S'agit-il d'apprendre à s'adapter au monde ou à le transformer?
L'école apparaît bien aujourd'hui comme un lieu d'adaptation des
jeunes au monde, c'est-à-dire à la société telle qu'elle est. Dans
ces conditions, quel est le rôle des «pratiques innovantes» : aider
le système scolaire à survivre dans sa fonction d'adaptation à la
société telle qu'elle est ou bien donner à ces jeunes les moyens de
s'attaquer à une transformation du monde et de la société ? Du
choix qui sera fait dépendent non seulement les pratiques
pédagogiques, mais aussi l'inscription de chacun dans le rapport au
savoir. Le savoir doit-il être «transmis» dans une relation
dogmatique aux «sciences»; ou doit-il être «construit», dans une
démarche de constant questionnement ? Et la mise en question des
savoirs n'est-elle pas en même temps mise en question des
pouvoirs ? À partir de cette interrogation, on comprend le sens
d'un certain nombre de résistances à un certain nombre
d'innovations... (Atelier de travail : valeurs et innovations,
2000)
Malgré ces difficultés à la cerner, l'innovation est cependant
encouragée dans le domaine de la formation initiale et continue,
depuis les années soixante-dix. Cela conduit à une situation
paradoxale. « Lorsqu'elle s'intègre effectivement à la culture et
aux pratiques professionnelles communes, ses promoteurs estiment
souvent qu'elle est trahie par les dispositions prises par
l'institution. Lorsqu'elle garde à leurs yeux sa pureté
originelle, elle ne parvient pas à dépasser les étroites limites
des militants de la cause pédagogique »
(Clerc (2000))
Si l'innovation est moteur de changements, ces changements sont
contrôlés au sein d'un subtile articulation entre un pouvoir
centralisé et des marges de manoeuvre localisées, changements qui
témoignent d'un rapport de forces contradictoires existant au sein
même de l'institution. S'affrontent dans un rapport de forces
contradictoires l'innovation structurelle, correspondant à la
culture dominante et donc chargée de normes, de valeurs et
d'idéologie, et l'innovation dans l'action qui supposerait une
autonomie suffisante des acteurs pour produire et développer des
innovations transformatrices des praxis.
L'analyse du projet comme innovation impulsée
institutionnellement tout d'abord, puis comme moyen pour permettre
l'innovation pédagogique va permettre d'éclairer ces propos.

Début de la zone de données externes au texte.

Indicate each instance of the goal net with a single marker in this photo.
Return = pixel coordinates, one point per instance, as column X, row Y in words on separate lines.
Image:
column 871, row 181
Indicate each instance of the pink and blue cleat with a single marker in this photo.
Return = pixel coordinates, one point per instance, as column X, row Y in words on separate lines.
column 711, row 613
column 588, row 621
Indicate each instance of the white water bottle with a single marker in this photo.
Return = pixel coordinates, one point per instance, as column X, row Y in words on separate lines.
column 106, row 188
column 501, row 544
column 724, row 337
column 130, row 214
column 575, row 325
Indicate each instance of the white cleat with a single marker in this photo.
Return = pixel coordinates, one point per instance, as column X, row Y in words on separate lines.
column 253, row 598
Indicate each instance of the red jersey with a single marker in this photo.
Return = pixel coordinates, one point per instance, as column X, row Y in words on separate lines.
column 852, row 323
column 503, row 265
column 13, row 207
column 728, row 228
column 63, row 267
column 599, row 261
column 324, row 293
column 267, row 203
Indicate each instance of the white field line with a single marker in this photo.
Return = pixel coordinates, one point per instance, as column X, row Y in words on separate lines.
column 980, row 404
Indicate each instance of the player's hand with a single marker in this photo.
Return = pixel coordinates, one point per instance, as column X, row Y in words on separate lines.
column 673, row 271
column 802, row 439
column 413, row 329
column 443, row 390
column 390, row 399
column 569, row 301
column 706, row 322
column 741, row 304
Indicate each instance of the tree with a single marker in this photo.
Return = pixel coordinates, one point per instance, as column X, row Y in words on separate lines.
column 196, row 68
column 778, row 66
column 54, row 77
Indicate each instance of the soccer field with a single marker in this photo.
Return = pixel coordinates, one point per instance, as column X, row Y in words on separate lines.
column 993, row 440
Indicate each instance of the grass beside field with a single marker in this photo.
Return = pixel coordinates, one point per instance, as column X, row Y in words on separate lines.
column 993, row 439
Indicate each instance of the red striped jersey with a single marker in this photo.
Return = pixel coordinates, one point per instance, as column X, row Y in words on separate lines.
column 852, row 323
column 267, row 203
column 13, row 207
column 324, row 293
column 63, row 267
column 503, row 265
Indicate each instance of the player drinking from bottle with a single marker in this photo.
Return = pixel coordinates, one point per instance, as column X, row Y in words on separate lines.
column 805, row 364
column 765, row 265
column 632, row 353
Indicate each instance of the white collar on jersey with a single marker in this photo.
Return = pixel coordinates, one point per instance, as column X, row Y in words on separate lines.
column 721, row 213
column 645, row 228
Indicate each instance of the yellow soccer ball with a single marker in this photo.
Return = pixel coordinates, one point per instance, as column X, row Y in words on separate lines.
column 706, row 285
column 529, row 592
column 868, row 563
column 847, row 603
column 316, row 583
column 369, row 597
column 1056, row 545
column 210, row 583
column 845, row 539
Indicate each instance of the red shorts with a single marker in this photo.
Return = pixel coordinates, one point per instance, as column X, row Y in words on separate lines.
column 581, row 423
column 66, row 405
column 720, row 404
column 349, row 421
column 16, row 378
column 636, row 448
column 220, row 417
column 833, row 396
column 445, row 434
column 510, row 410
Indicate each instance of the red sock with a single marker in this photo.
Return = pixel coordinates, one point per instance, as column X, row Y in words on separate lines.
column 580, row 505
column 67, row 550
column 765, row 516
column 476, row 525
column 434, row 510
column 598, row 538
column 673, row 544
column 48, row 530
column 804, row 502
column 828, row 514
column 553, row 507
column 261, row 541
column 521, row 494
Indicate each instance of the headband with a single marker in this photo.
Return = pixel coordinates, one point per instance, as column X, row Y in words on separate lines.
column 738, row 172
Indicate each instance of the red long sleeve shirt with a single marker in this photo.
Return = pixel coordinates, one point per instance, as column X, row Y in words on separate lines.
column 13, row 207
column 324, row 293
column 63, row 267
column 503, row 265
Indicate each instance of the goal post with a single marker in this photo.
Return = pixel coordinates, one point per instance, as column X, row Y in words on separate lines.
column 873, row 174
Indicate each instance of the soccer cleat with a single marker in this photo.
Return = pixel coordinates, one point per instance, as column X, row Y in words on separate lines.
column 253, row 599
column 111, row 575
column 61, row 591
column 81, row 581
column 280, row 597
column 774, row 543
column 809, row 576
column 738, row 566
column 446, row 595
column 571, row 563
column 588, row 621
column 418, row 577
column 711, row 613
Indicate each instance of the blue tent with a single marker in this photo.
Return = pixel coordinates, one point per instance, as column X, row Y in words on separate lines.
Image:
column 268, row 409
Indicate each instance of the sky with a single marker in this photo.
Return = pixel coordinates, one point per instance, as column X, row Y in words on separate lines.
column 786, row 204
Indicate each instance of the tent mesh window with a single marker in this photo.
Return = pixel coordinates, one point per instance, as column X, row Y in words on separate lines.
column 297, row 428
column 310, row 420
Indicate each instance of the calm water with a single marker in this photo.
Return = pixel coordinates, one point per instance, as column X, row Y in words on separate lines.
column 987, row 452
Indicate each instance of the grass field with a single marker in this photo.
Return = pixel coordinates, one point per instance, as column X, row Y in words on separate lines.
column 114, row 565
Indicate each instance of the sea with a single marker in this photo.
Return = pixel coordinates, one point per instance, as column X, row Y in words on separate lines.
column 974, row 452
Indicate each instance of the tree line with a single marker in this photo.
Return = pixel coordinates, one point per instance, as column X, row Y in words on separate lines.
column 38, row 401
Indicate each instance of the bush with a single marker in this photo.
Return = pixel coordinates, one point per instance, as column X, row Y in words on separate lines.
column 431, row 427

Devenue un moyen « utile » institutionnellement pour développer
sur le plan local la mise en oeuvre de nouvelles pratiques,
l'innovation s'inscrit dans un contexte de changement : changement
organisationnel et changement de pratiques comme réponse à
l'accueil d'un public élargi. Pièce maîtresse du changement
organisationnel, « le projet d'établissement est une mise en oeuvre
concrète de valeurs choisies par la communauté qui y travaille, de
manière délibérée, volontaire et déclarée publiquement »
(Cros (1997)).
Né en 1982, période où les valeurs démocratiques étaient
officiellement affichées politiquement, le projet a pour objectif
de rendre cohérent l'ensemble des activités d'un établissement et
nécessite d'avoir identifié préalablement les objectifs
prioritaires adaptés au contexte (Réforme des collèges : 1982).
Étendu à l'ensemble des établissements en 1989, avec la loi
d'orientation de Lionnel Jospin, (Ministre de l'Éducation Nationale
en France de l'époque), il devient la pièce incontournable du
changement, par laquelle s'obtiennent des moyens supplémentaires.
L'hypothèse qui a présidé à la mise en place des projets était la
suivante :
« Si tous les principes » éducatifs sont de même valeurs, « tous
ne sont pas également adaptés à une situation. La méthodologie
d'élaboration du projet d'établissement repose donc sur un
programme en trois temps :
- analyse des besoins qui nécessite une vaste concertation sans
contrainte...
- classement des objectifs et dégagement des priorités...
-
choix des moyens » (Derouet (2000)).
Cette méthodologie, construite afin de pouvoir élaborer un projet
adapté à la situation (Figari
(1991)), est issue d'une analyse de pratiques innovantes
conduites par des acteurs engagés dans des pratiques perçues comme
« des réussites remarquables »
(Obin (2000)).
Quelques remarques sont cependant à émettre. En effet, cette
méthodologie peut être utilisée quel que soit l'objectif politique
de l'établissement : qu'il tente de s'inscrire dans le panel des
meilleurs établissements, ayant le taux de réussite aux examens ou
qu'il tente de trouver une réponse, pour arrêter l'injustice et
l'élitisme, en pratiquant une politique pédagogique de
discrimination positive
(Dupuis (1998);
Demeuze (2000)).
Elle fait, par ailleurs, abstraction des conditions nécessaires à
la mise en oeuvre, à savoir l'adhésion des acteurs au projet et aux
valeurs qu'il véhicule
(Ranjard (1997)).
La mise en place des projets repose sur deux implicites :
-
les directives nationales n'étant plus efficientes, car perçues
sur le terrain comme étant trop éloignées des préoccupations
locales, il est supposé qu'un accord, sur le projet prioritaire à
conduire au sein d'un établissement en fonction de ses besoins
spécifiques, soit réalisable. La somme des projets locaux
pouvant à terme redonner une certaine cohérence à cette grande
machine qu'est l'éducation nationale.
-
l'implication des acteurs, dans un travail de concertation est
indispensable et c'est à la même période que se développe en
France, la problématique de la professionnalisation.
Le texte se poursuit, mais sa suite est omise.